Dass diese Art des Denkens viele Menschen auch tief unglücklich macht, beschreibt Viktor Frankl in seiner Sinntheorie/ Logotherapie und Existenzanalyse:
„Der Mensch ist immer schon ausgerichtet und hingeordnet auf etwas, das nicht wieder er selbst ist, sei es eben ein Sinn, den er erfüllt, oder anderes menschliches Sein, dem er begegnet.“
Das Leib-Seele-Problem alter, runder Philosophen. Kann ja sein, dass man vor lauter Gräser den Klee nicht sieht. Oder das Blaue. Nachbeten macht sich weniger gut. Transzendenz durch Immanenz. Das ist dem Fluss des Seins geschuldet. Weil Information, kosmologisch betrachtet, nicht verloren geht. Bewusstsein dafür müsste man haben.
Vortrefflich auf den Punkt gebracht lieber Hans Hintermeier. 2008 hatte ich es mal so geschrieben, als ich in Griechenland war und dort die Menschen kennengelernt hatte.

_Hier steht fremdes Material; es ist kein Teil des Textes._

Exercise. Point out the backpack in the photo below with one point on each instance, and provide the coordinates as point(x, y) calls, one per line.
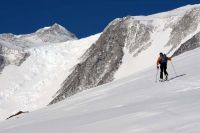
point(163, 59)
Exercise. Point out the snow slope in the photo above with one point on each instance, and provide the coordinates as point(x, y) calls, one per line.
point(135, 104)
point(32, 84)
point(161, 37)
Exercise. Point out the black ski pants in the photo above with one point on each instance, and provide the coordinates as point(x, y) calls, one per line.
point(163, 68)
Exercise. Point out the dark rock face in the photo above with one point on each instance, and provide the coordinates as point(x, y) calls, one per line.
point(191, 44)
point(98, 68)
point(104, 57)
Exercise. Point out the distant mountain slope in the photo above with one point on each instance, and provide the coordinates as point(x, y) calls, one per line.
point(129, 105)
point(129, 45)
point(33, 67)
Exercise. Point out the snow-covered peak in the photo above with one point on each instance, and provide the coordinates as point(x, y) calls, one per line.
point(54, 34)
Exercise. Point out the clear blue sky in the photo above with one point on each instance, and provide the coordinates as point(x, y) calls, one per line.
point(82, 17)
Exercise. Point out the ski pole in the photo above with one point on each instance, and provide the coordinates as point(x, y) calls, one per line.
point(156, 75)
point(173, 68)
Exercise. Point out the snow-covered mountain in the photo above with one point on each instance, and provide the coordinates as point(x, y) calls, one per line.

Nicht immer möchte der Mensch nur konsumieren
gern‘ möchte er auch produzieren.
Körpermodifikationen erinnern mich an den „Menschen als Maschine“ (La Mettrie, 1709-1751). Hier wird ein Rädchen ersetzt, dort wird ein Kompressor repariert, da wird die Energiezufuhr gesteigert. Die ganze Maschine wird auf Hochglanz poliert und verziert. Anschliessend wird die Maschine in Fachzeitschriften der Ingenieurskunst abgebildet, mit sämtlichen Plänen und Erklärungen. Ist das auch mediale Entfremdung? Geht dabei die Seele verloren oder wird sie durch Materie ersetzt? Menschen manipulieren ihren eigenen Körper und zeigen diesen im mehr oder weniger beschränkten Kreise her. Das folgt dem eigenen Willen und steigert das angenehme Empfinden, die Lust, das Schöne. Das Digitale trägt dazu bei wie die Fachzeitschrift. Mir wird beim Ganzen mulmig, und ich weiss nicht genau, wieso.